Based on past performance and current expectations, we believe that our current cash and cash equivalents, short-term investments,
cash provided by operations, and the availability of additional funds under the Credit Agreement will be sufficient to support
business operations, capital expenditures, contractual obligations, and other liquidity requirements associated with our operations
for at least the next twelve months. However, any projections of future financial needs and sources of working capital are subject
to uncertainty. See “Certain Forward-Looking Information” and “Risk Factors” in this Annual Report on Form 10-K for factors
that could affect our estimates for future financial needs and sources of working capital.
OFF BALANCE SHEET ARRANGEMENTS AND CONTRACTUAL OBLIGATIONS
We have not entered into any transactions with unconsolidated entities whereby we have financial guarantees, subordinated retained
interests, derivative instruments, or other contingent arrangements that expose us to material continuing risks, contingent liabilities,
or any other obligation under a variable interest in an unconsolidated entity that provides us with financing and liquidity support,
market risk, or credit risk support.
A substantial portion of the raw materials, components, and subassemblies used in our products are provided by our suppliers on
a consignment basis. These consigned inventories are not recorded on our consolidated balance sheet until we take possession of
and title to the raw materials, components, and subassemblies, which occurs when they are consumed in the production process.
Prior to consumption in the production process, our suppliers bear the risk of loss and retain title to the consigned inventory.

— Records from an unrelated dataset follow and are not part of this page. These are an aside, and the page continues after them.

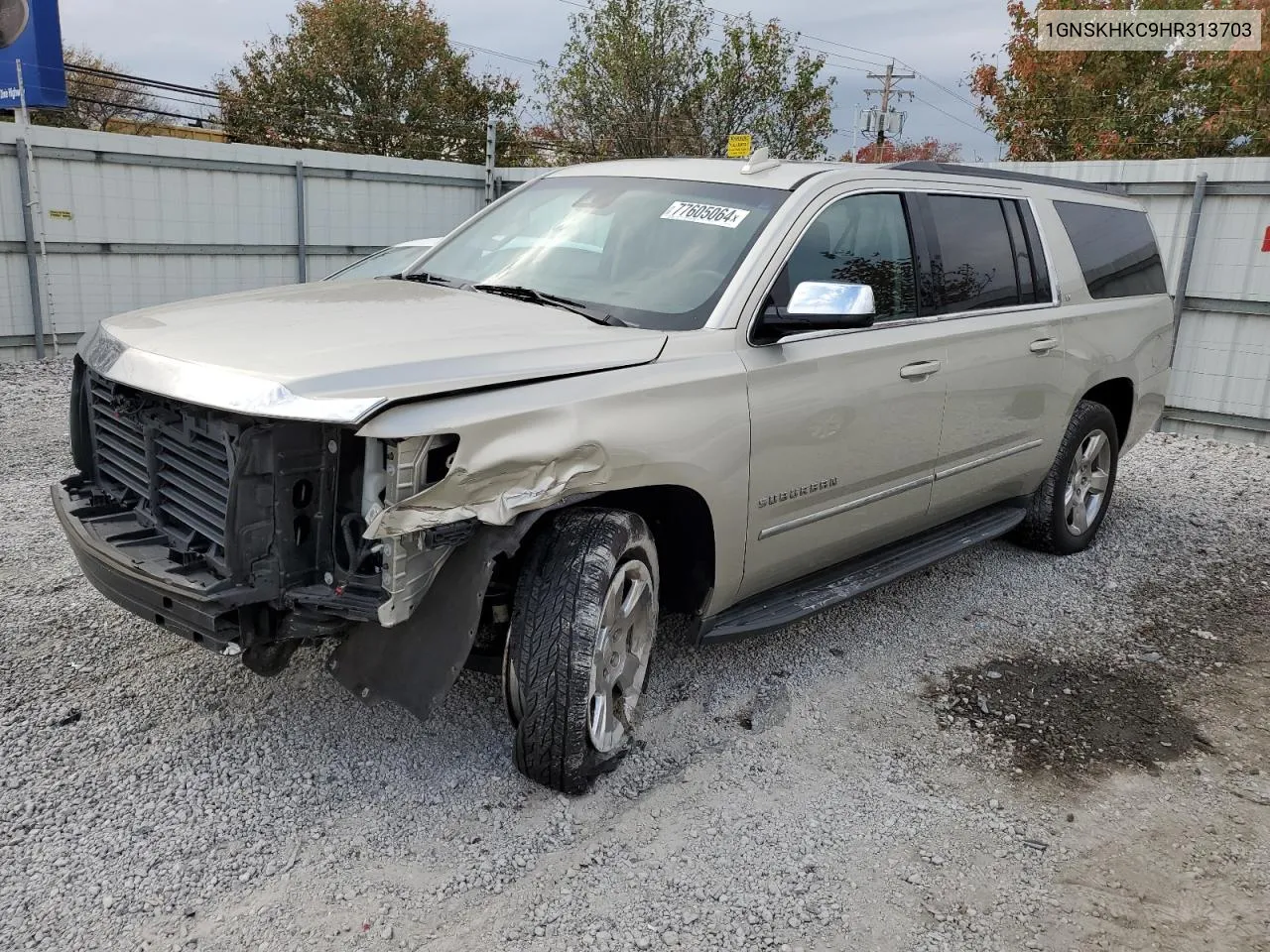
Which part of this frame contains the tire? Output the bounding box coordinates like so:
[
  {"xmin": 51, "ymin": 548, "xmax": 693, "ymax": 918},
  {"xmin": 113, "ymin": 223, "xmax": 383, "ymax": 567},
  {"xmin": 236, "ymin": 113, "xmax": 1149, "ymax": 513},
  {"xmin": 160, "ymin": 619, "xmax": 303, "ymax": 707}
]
[
  {"xmin": 504, "ymin": 508, "xmax": 658, "ymax": 793},
  {"xmin": 1013, "ymin": 400, "xmax": 1120, "ymax": 554}
]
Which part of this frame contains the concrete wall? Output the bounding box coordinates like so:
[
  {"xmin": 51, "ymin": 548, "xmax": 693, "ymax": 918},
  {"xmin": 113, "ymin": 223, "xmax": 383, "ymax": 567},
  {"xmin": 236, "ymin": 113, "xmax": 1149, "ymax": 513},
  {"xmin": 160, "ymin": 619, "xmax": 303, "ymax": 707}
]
[
  {"xmin": 0, "ymin": 130, "xmax": 1270, "ymax": 443},
  {"xmin": 0, "ymin": 123, "xmax": 539, "ymax": 359}
]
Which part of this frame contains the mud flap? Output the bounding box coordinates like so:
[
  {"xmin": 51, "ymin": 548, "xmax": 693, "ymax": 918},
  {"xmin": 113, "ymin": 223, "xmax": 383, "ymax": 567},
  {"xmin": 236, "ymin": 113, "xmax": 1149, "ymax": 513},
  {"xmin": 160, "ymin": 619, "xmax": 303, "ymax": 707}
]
[{"xmin": 326, "ymin": 523, "xmax": 543, "ymax": 720}]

Consigned inventory not consumed in the production process is returnable to our suppliers in accordance with the terms of our
agreements with them. If our suppliers were to discontinue financing consigned inventory, it would require us to make cash outlays
and we could incur expenses, including write-downs for excess and obsolete inventory, which, if material, could negatively affect
our business and financial results. As of March 31, 2013 and 2012, we had off-balance sheet consigned inventories of $31.3
million and $24.7 million, respectively.
The following table summarizes our future contractual obligations as of March 31, 2013 and the effect that such obligations are
expected to have on our liquidity and cash flows in future periods:
Payments Due by Period
(in thousands) Total Less than 1
year 1-3 years 4-5 years More than
5 years
Operating leases $ 10,878 $ 4,686 $ 3,247 $ 1,377 $ 1,568
Unconditional purchase obligations 182,460 182,231 229
Total contractual cash obligations $ 193,338 $ 186,917 $ 3,476 $ 1,377 $ 1,568
Operating Leases
We lease certain facilities under operating leases expiring through our fiscal year 2022. Certain of these leases provide for renewal
options for periods ranging from one to three years and in the normal course of business, we exercise the renewal options.